It's difficult because you weren't there so will probably never know for sure, and it's worth a conversation with school, but i would agree with the people who say that children (and indeed adults) often interpret any communication they don't like as shouting (you only have to look at how often OPs on here describe someone as screaming at them), and indeed that teachers sometimes need to raise their voices because classrooms of 3 year olds are loud places! Your child might not even have been the only one crying, and it sounds like it may have gone on for some time.
Also, I think some of the posters are imagining some quite weeping in the corner, which maybe it was, but equally with my son I know that he has different cries, some obviously very genuinely distressed,but others that are more angry tantrums at being told to do something he doesn't want to do. These ones are usually very loud wailing, and if he was doing that in school I'd have no problem with him being told to try and stop itp as it would be disruptive and possibly upsetting to the other children and he needs to learn other ways of dealing with not getting his own way.
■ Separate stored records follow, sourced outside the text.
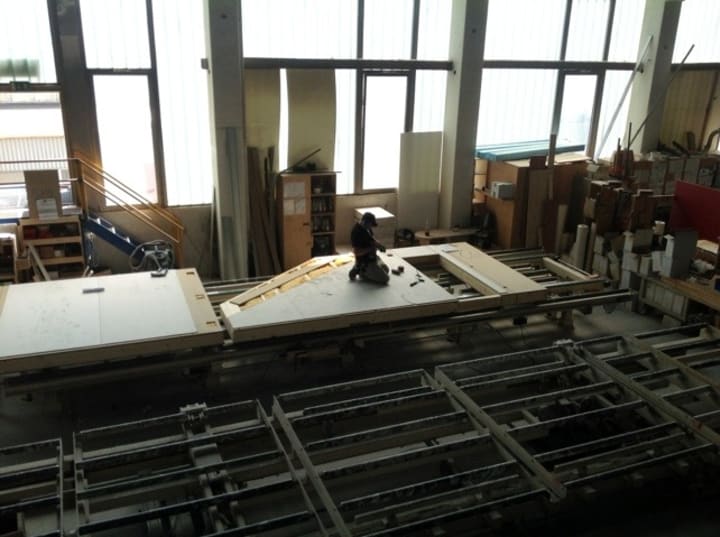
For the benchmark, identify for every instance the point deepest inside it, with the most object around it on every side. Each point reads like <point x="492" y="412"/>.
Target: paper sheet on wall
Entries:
<point x="289" y="207"/>
<point x="294" y="189"/>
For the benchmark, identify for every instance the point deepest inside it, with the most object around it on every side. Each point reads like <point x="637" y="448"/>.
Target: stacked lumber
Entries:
<point x="263" y="243"/>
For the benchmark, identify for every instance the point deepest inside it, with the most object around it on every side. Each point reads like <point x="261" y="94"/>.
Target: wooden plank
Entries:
<point x="704" y="294"/>
<point x="267" y="260"/>
<point x="287" y="276"/>
<point x="518" y="289"/>
<point x="334" y="302"/>
<point x="538" y="184"/>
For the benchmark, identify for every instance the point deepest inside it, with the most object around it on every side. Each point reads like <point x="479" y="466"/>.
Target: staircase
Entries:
<point x="107" y="231"/>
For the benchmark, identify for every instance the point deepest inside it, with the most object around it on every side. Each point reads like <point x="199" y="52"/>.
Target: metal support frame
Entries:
<point x="482" y="440"/>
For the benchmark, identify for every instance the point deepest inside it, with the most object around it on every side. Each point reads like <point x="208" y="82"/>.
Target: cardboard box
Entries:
<point x="631" y="262"/>
<point x="674" y="267"/>
<point x="43" y="193"/>
<point x="683" y="245"/>
<point x="502" y="190"/>
<point x="646" y="265"/>
<point x="639" y="241"/>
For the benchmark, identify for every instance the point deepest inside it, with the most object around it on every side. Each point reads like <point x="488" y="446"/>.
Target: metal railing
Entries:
<point x="91" y="177"/>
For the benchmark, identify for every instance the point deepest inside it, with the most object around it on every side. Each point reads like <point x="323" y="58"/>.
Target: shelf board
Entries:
<point x="62" y="260"/>
<point x="54" y="240"/>
<point x="47" y="221"/>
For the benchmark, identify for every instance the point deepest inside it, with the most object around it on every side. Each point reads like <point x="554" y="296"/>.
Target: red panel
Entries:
<point x="696" y="207"/>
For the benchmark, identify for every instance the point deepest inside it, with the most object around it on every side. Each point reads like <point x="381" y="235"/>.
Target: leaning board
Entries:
<point x="85" y="320"/>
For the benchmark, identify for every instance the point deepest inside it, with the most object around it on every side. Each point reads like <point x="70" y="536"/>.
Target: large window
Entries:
<point x="384" y="120"/>
<point x="525" y="104"/>
<point x="575" y="116"/>
<point x="125" y="131"/>
<point x="699" y="21"/>
<point x="627" y="23"/>
<point x="515" y="105"/>
<point x="586" y="37"/>
<point x="31" y="129"/>
<point x="184" y="105"/>
<point x="387" y="29"/>
<point x="299" y="28"/>
<point x="524" y="29"/>
<point x="367" y="134"/>
<point x="26" y="53"/>
<point x="115" y="33"/>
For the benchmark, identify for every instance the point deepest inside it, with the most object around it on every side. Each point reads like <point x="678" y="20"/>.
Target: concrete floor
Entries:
<point x="51" y="415"/>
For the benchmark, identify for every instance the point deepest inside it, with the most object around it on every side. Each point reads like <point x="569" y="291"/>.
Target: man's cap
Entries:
<point x="369" y="218"/>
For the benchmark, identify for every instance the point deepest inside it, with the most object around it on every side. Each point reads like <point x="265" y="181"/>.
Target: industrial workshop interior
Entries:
<point x="353" y="268"/>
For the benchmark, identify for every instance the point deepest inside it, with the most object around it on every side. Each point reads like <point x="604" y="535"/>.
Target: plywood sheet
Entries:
<point x="513" y="286"/>
<point x="311" y="115"/>
<point x="120" y="314"/>
<point x="537" y="195"/>
<point x="262" y="110"/>
<point x="419" y="184"/>
<point x="332" y="301"/>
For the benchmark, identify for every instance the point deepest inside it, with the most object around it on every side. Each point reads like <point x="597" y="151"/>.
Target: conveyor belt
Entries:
<point x="507" y="442"/>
Of course it's wrong if she was aggressively yelled at, but a slightly stern tone or raised voice is sometimes appropriate. And actually when there is a class full of 3 year olds unfortunately every child can't be dealt with in the ideal way at every moment.
I always find it interesting that the same posters who are horrified by ever trying to get a child to regulate their emotions also seem to expect teachers and parents to manage to speak calmly and kindly at all times and never sound exasperated or a bit snappy because they are being pulled in lots of different directions at once. Yes obviously they are adults and should be much better at controlling it, but they are also not robots and I'm not sure this idea of occasional shouting being akin to abuse is all that healthy for anyone either.